Creating a VM Instance in Different Zones Using The Cloud Shell on GCP

You may explore and learn about Google Cloud using the interactive shell environment known as Cloud Shell, and you can also manage your projects and resources from a web browser.

The Google Cloud CLI and other tools you require are already installed, fully authorized, current, and constantly accessible with Cloud Shell. You can design, build, debug, and deploy all of your cloud-based apps using Cloud Shell’s integrated code editor, which has a Cloud Code experience. On a Cloud Shell virtual machine instance, you may also start interactive tutorials, access cloned repositories, and evaluate web applications.

What is Cloud Shell?

Cloud Shell is a web-based interactive shell environment for Google Cloud that allows you to study and experiment with the service while also managing your projects and resources.

The Google Cloud CLI and other utilities you require are pre-installed, fully authorized, up-to-date, and always available when you need them with Cloud Shell. 

Cloud Shell has an integrated code editor with Cloud Code, allowing you to design, build, debug, and deploy your cloud-based apps fully in the cloud. You may also run interactive tutorials on a Cloud Shell virtual machine instance, browse cloned repositories, and evaluate web apps.

How to Create VM Instance?

We will create and edit VM instance using the command line

Let’s create a brand new VM instance

Let’s pretend you’ve used this UI to configure this virtual machine exactly how you want it.

You can find the identical address or command line command to set up the VM with the exact settings you specified at the very bottom.

How to Create an Instance Using Cloud Shell?

You can use this command within the script to create multiple VM instances with the same configuration. Let’s create an instance using Cloud Shell.

Shall we start with some simple, detailed commands for it?

gcloud compute instances create new-instance –zone us-central1-a

First, the command for this is, as you can see on screen, google cloud compute instances to create a new VM instance.

The name of that instance is another instance, and we want it to be in the US.

Once this instance has been created, you can see the resultant status on the cloud shell as well.

You can also refresh your browser window and see the instance on your Web console.

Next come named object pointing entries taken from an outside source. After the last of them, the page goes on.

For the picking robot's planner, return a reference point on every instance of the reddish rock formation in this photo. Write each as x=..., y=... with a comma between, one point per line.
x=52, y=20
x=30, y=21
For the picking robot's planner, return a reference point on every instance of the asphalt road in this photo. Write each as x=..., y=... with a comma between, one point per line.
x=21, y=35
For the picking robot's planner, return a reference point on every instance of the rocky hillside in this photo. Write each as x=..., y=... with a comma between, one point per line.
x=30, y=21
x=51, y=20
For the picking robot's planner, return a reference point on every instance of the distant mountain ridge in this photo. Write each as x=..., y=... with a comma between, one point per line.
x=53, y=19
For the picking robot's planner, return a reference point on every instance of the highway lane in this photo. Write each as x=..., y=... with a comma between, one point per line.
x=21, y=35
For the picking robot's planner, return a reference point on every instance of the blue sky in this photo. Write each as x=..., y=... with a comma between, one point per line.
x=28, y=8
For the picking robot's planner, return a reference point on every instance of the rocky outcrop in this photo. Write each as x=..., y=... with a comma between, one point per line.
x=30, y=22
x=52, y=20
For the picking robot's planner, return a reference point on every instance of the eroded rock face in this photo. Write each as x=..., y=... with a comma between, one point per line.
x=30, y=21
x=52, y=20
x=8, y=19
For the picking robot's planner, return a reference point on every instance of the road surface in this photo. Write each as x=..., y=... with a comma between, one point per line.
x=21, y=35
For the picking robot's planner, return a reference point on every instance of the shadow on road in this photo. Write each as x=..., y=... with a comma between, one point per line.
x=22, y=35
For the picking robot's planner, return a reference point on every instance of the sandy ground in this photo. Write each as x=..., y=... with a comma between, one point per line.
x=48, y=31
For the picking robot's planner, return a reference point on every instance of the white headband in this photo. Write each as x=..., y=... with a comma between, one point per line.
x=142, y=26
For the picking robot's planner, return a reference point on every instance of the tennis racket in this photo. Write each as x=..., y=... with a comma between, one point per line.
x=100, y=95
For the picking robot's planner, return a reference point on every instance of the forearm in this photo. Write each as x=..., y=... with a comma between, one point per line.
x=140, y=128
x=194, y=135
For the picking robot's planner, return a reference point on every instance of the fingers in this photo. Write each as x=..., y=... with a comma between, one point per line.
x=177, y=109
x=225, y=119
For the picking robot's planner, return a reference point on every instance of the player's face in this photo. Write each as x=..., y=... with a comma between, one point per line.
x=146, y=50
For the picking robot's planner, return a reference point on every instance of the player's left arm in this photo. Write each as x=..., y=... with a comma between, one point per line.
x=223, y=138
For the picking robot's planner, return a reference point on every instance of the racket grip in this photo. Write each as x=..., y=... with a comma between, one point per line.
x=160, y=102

gcloud compute instances create –help

Running help on this cloud computing instance, create a command to show you all the available options.

This is fantastic for quick lookups, but if you want to really personalize your instance and have a lot of parameters, you should specify them on the Web console, build the command line, and then utilize it.

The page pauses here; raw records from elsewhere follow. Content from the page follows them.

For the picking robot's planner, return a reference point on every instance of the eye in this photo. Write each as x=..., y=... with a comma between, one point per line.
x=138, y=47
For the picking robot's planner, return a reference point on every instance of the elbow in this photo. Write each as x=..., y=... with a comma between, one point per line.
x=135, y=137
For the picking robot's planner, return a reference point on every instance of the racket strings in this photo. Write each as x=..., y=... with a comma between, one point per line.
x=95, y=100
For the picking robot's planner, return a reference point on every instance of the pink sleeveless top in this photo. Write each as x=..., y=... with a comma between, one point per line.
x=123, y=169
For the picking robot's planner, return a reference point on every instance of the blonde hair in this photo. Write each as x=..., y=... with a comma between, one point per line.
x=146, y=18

How to Set Some Default Values?

You can also set up some default values in your configuration file so that any new instances you create will use these default values.


gcloud config set compute/zone us-central1-c

For example, if you set the default zone to be US central one, see all new instances will be created in the zone.

gcloud compute instances create new-instance2

Try this out with another instance, do not specify the zone explicitly; you’ll find that this instance will be created in the US central one seat.

If you refresh your Web console, you’ll see that another instance, too, is in the US central one, New Zone was explicitly specified on the command line.

Now, let’s say I wanted to fit into the first instance we set up called another bash instance.

If you notice that my ssh command has failed, that’s because this instance was not found in the current zone.

Another instance is in a different zone, so you need to explicitly specify the — zone parameter when you want to fetch into it.

But if you want to fit into another instance in the default zone specified in the configuration, you do not need to specify the additional — zone parameter.

The zone is automatically picked up from your configuration file, and this command will succeed.

You can get the parameters for this Gcloud command by simply setting up the configuration on your Web console and clicking on the command line at the very bottom. If you want to create a number of virtual machines with specialized configurations in an automated way, you’ll script it using the Gcloud command-line utility.